Saí da linha de comboio e entrei dentro de uma garagem. Senti que estava a entrar no site do Henrique, o atelier é tal e qual: todo branco, limpíssimo, arrumado. O atelier é como eles, com música ambiente, muito claro e calmo, exactamente igual ao trabalho.
Há espaço para os dois. Não se misturam, mas os trabalhos convivem e influenciam-se.
Em conversa, percebi que a parte de investigação é vital. Nenhum deles transforma em definitivo o primeiro impulso. É tudo pensado, planeado e seguro sem ser estéril.
Esta é a série em que a Ana está a trabalhar: A Repetição. |
A Ana utiliza um terço do atelier, a sala maior e com mais luz. Como o Henrique trabalha com fotografia, o espaço mais recatado é seu. Os trabalhos crescem proporcionalmente ao espaço: as pinturas da Ana ocupam as paredes disponíveis.

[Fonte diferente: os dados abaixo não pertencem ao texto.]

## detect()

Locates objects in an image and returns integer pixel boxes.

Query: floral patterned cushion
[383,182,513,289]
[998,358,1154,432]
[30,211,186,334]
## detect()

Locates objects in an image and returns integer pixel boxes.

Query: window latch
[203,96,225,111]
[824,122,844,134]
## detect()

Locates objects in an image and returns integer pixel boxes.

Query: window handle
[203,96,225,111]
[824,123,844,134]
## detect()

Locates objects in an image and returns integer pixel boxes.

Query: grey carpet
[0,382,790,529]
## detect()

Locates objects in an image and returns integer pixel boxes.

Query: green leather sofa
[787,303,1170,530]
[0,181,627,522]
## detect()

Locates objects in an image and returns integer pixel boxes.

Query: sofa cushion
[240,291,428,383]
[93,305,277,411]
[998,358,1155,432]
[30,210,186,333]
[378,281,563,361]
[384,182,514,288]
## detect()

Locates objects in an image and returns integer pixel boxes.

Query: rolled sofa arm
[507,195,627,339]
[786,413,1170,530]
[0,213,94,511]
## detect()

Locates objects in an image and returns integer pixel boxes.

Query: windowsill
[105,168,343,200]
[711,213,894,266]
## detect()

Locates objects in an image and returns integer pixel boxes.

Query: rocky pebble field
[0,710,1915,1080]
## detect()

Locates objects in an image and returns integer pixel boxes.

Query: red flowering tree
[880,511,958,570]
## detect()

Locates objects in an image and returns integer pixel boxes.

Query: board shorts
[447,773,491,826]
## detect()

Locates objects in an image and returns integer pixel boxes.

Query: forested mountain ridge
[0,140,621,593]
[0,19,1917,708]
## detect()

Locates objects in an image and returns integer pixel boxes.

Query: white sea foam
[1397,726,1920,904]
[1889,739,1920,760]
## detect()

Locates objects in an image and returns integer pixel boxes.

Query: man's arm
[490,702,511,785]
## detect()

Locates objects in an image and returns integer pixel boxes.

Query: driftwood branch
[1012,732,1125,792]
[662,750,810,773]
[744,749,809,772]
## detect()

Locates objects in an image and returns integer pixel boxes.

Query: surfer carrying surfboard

O que nos ocupa a maior parte do tempo são gestos repetitivos, hábitos que nos moldam o pensamento e a linguagem sem que nos apercebamos.
A Ana obriga-nos a desviar o olhar dos grandes acontecimentos e a nossa posição passa a ser a de observadores de pequenas coisas: das rotinas que são a constante actualização de quem somos.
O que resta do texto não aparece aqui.